Now users will be writing something like this or create custom useIdleScript wrapper, which doesn't make life easier :)

import { waitIdle } from '../utils'

const { $script } = useScript('https://example.com/script.js', {
  trigger: waitIdle
})

Can we still have an "idle" trigger with some note in the docs that it doesn't work in all browsers and you can polyfill the requestIdleCallback?

Additional information

  • Would you be willing to help implement this feature?

I do agree with you that it provides a poorer end-user experience, thank you for the feedback.

However, the scope of the useScript is first and foremost to support high-level integrations and abstractions as a first concern. This requires providing a minimal and solid core to build off of.

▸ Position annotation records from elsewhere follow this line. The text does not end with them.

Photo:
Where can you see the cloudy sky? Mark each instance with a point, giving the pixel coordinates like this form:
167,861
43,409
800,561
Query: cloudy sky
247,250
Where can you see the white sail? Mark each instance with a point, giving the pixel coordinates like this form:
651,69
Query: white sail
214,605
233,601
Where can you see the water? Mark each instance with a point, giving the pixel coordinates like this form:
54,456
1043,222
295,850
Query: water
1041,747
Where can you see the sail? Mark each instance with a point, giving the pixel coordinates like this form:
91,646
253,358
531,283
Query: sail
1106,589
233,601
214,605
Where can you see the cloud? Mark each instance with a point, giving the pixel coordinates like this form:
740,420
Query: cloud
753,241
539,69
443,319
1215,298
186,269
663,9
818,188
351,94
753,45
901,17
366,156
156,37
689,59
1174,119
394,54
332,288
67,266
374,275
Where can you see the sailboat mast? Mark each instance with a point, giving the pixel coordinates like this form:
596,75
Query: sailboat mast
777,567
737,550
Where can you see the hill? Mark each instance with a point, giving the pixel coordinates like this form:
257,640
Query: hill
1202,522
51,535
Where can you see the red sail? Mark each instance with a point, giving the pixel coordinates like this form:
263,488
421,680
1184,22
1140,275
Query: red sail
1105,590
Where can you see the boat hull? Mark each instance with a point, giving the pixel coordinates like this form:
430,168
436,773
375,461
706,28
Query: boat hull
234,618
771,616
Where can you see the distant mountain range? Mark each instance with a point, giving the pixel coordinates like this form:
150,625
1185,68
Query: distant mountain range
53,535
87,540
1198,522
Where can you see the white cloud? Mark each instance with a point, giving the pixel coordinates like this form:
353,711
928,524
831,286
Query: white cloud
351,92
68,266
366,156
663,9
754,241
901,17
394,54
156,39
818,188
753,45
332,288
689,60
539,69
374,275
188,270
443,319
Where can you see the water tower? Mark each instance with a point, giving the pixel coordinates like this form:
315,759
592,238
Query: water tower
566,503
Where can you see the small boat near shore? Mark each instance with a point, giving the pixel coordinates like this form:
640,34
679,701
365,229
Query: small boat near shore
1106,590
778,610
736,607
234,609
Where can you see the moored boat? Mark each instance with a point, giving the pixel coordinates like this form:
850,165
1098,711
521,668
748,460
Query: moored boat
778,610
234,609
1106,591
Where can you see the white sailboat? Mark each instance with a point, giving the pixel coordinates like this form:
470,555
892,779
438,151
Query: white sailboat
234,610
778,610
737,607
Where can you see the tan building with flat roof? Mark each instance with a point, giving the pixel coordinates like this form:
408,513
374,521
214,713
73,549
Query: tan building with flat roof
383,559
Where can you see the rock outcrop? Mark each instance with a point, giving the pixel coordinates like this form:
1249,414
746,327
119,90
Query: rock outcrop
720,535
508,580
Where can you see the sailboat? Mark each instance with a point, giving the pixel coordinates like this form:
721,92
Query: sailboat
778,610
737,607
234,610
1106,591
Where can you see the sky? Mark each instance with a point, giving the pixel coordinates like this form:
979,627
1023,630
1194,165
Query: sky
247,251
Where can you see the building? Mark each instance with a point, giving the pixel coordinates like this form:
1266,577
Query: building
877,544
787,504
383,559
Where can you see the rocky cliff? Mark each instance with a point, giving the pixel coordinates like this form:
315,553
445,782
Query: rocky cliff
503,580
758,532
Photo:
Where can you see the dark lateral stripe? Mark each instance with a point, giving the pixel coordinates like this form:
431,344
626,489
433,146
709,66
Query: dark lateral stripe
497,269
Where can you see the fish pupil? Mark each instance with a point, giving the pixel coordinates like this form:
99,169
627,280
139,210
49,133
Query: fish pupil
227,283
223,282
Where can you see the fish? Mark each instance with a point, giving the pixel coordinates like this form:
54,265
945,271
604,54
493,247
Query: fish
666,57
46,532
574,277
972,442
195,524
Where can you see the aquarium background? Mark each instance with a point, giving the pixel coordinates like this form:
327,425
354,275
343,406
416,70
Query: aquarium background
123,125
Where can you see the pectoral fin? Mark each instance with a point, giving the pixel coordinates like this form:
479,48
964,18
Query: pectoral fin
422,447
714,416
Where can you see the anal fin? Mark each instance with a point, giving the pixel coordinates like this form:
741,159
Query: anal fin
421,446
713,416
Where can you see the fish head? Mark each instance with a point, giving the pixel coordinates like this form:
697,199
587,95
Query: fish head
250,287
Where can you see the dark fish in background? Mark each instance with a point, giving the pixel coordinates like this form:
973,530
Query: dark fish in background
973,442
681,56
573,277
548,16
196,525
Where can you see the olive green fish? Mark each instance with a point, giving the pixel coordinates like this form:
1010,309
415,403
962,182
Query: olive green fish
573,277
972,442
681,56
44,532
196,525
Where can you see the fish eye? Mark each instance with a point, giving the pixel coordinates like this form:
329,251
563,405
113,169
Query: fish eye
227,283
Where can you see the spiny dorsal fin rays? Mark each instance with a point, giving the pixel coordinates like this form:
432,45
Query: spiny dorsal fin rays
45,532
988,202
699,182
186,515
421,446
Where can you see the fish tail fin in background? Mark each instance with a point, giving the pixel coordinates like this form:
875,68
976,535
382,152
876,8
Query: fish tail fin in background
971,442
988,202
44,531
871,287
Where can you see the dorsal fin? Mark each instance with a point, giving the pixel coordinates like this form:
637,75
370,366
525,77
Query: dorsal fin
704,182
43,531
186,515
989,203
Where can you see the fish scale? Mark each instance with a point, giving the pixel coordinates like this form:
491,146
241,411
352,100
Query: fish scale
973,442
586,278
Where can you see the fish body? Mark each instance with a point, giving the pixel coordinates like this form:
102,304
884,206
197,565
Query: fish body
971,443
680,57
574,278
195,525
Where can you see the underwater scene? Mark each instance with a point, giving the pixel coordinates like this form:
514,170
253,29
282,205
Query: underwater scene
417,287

For example, in Nuxt, we instead will ship a onNuxtReady hook which is implemented like so.

export type NuxtUseScriptOptions<T = any> = Omit<UseScriptOptions<T>, 'trigger'> & {
  trigger?: UseScriptOptions<T>['trigger'] | 'onNuxtReady'
}

export function useScript<T>(input: UseScriptInput, options?: NuxtUseScriptOptions<T>) {
  input = typeof input === 'string' ? { src: input } : input
  options = options || {}
  if (options.trigger === 'onNuxtReady')
    options.trigger = new Promise(resolve => onNuxtReady(resolve))
  return _useScript<T>(input, options as any as UseScriptOptions<T>)
}

Using onNuxtReady over idle is actually important as there's a suspense edge case that this hook takes care of.

You can implement your own useScript with an idle hook in the same way.

import { useScript as _useScript, type UseScriptInput } from '@unhead/vue'
import type { UseScriptOptions } from '@unhead/schema'

export function useScript<T>(input: UseScriptInput, options?: Omit<UseScriptOptions<T>, 'trigger'> & {
  trigger?: UseScriptOptions<T>['trigger'] | 'idle'
}) {
  input = typeof input === 'string' ? { src: input } : input
  options = options || {}
  if (options.trigger === 'idle')
    options.trigger = new Promise(resolve => window.requestIdleCallback(() => resolve()))
  return _useScript<T>(input, options as any as UseScriptOptions<T>)
}

I am considering exporting a composable directly from Unhead with the idle callback polyfill as a Promise, at least then it can be tree shaken.

Thank you for the detailed answer.

onNuxtReady - I see, yes, makes sense to run requestIdleCallback after suspense:resolve. Looks like insider news about Nuxt 4.0 :)

In general, I understand that this is a difficult question about supporting idle out of the box, because Safari still does not support it.